I'm interested in behavioral research and when I look at top schools related to my interest (Illinois, Indiana, Wisconsin, Emory, etc etc.) most of the students have MAccs, MBAs, or strictly BS. I do fully intend to utilize all possible electives in the MAcc by taking math related courses regardless however. BUT, I certainly don't want to be doing research where I'm using real analysis and topology anyway -- fortunately most programs I've seen with significant behavioral faculty offer tracks with mostly stats courses instead of the PhD Microecon.
I didn't know about your behavioral interest. In any case, I don't think many people are doing research that uses real analysis and topology -- I sure don't. But the point is that signaling models are widely taught in Economics departments and b-schools and as such, many (admissions) people have come to believe in them: If you can get through the topology crap, you can probably get through anything that's more closely accounting-oriented at the PhD level. The other stuff on my list (econometrics, microecon, advanced calculus) will help you for sure in basically any PhD program.
That said, you also need to be careful when you look at current PhD students profiles. At Indiana, most of those with MACCs come from a professional background, where they spent 2-5 years at an accounting firm or a regulatory agency between their MACC and PhD. Those without such work experience, whether coming straight from a BS or a MACC, either are clearly standout applicants (such as the Nat'l Merit Scholarship guy) or went through some kind of pre-PhD preparation.
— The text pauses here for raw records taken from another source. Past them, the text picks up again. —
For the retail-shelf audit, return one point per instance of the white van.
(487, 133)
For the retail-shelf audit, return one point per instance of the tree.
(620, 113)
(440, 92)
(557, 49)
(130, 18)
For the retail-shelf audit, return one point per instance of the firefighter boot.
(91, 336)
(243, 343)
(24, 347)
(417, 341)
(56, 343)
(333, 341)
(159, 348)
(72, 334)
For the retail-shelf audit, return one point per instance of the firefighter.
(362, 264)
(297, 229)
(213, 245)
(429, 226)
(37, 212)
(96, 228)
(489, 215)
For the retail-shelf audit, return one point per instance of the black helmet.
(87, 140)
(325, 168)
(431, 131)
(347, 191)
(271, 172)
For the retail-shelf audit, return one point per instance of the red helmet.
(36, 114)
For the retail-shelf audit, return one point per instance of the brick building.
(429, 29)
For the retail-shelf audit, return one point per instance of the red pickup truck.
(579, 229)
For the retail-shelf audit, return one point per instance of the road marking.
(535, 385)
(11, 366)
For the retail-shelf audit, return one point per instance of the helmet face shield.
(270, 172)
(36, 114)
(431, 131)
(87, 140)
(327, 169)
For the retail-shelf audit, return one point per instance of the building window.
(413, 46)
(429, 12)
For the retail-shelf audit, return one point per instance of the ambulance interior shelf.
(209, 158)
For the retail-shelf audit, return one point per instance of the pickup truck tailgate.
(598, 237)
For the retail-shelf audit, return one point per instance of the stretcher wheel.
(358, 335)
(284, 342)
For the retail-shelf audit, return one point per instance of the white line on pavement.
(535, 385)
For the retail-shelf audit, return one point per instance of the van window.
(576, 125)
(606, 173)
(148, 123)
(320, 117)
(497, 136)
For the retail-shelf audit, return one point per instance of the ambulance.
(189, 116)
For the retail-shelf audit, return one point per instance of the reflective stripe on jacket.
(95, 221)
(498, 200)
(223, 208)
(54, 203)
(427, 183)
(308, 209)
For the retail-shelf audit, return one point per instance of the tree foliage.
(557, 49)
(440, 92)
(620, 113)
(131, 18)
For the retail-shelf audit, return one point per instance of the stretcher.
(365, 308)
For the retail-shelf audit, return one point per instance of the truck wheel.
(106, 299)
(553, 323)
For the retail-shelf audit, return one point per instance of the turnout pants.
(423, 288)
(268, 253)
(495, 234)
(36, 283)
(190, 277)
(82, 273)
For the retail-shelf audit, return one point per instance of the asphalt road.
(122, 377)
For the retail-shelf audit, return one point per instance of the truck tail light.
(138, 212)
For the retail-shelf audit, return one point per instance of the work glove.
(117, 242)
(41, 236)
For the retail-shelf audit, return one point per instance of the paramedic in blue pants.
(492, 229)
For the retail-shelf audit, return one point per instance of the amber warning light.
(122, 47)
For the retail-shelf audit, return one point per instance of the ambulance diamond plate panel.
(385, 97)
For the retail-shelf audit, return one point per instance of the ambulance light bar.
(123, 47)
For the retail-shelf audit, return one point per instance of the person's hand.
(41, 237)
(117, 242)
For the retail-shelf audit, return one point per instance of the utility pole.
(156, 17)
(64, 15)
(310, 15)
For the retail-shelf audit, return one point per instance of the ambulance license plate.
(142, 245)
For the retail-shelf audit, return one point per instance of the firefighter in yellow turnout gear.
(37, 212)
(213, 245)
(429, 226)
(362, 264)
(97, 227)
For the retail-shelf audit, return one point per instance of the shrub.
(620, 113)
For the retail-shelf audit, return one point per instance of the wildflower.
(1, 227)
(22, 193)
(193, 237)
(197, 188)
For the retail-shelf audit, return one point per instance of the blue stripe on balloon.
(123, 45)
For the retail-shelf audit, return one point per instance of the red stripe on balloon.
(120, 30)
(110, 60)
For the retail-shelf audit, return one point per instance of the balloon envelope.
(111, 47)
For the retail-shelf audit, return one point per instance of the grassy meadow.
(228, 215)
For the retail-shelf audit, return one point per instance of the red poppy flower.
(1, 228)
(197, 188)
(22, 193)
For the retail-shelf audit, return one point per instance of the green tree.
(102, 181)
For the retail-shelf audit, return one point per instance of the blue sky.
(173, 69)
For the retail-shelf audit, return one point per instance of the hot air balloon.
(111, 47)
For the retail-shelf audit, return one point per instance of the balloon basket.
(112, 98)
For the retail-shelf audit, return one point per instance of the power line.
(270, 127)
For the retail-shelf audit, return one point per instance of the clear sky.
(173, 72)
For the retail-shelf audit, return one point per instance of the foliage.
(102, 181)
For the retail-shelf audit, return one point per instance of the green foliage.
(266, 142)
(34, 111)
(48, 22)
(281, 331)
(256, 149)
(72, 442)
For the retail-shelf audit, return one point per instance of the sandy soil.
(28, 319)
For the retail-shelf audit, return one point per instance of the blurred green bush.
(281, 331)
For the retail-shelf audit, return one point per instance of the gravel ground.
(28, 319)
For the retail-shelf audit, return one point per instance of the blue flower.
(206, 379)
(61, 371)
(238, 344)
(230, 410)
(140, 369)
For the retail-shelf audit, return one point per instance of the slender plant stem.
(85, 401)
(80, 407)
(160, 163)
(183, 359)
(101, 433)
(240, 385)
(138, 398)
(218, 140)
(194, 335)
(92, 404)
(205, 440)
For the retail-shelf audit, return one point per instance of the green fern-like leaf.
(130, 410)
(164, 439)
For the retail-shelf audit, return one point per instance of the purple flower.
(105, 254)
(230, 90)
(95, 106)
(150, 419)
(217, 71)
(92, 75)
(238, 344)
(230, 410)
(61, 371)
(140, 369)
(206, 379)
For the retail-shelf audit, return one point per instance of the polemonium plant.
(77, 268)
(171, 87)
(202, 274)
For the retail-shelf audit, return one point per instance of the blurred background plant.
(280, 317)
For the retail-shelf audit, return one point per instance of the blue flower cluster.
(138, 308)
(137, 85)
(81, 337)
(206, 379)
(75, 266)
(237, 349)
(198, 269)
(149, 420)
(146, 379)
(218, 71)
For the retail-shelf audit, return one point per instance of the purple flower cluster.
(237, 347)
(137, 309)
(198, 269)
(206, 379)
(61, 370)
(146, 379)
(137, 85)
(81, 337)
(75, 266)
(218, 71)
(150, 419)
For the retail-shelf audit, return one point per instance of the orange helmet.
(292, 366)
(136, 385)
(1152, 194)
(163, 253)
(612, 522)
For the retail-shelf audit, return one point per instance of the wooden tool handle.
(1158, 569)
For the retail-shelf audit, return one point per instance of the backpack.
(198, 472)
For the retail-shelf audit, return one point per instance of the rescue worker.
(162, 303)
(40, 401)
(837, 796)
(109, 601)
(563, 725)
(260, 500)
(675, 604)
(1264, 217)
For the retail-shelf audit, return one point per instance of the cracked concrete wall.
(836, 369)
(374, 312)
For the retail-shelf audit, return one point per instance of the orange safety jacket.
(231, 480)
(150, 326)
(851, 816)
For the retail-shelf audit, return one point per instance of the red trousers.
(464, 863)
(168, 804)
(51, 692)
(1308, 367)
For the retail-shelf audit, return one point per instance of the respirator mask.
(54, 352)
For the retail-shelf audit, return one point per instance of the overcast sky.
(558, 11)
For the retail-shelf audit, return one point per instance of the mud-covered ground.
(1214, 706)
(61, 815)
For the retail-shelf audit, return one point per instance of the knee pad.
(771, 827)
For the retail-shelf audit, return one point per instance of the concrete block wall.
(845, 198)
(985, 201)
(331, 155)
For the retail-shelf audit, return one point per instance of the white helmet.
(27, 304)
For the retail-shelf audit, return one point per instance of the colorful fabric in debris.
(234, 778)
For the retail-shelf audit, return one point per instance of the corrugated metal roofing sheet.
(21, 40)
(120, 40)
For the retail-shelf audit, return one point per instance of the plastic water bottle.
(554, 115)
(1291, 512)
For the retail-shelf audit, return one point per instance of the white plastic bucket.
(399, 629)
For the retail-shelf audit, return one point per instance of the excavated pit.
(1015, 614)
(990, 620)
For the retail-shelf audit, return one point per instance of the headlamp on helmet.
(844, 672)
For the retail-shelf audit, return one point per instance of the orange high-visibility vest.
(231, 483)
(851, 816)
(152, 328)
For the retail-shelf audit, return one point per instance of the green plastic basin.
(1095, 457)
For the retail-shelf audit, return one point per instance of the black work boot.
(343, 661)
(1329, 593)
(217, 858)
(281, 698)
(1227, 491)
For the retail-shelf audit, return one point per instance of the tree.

As an example for pre-PhD preparation, see the last guy on the list of current students (Zimbelman), who went through the MACC pre-PhD track at BYU. Some info on that track is found at http://marriottschool.byu.edu/soa/newsletter/PDFs/SOAIS_NewsLetterW05.pdf
. Those pre-PhD courses at BYU are clearly what I was talking about. Frankly (disclaimer: opinion here), if you look at the leading faculty in the behavioral field, I don't think you'll find many who lack any kind of formal training in microeconomics, because microecon is the open door that leads to game theory, and behavioral research is basically all about finding holes in the game theory stuff.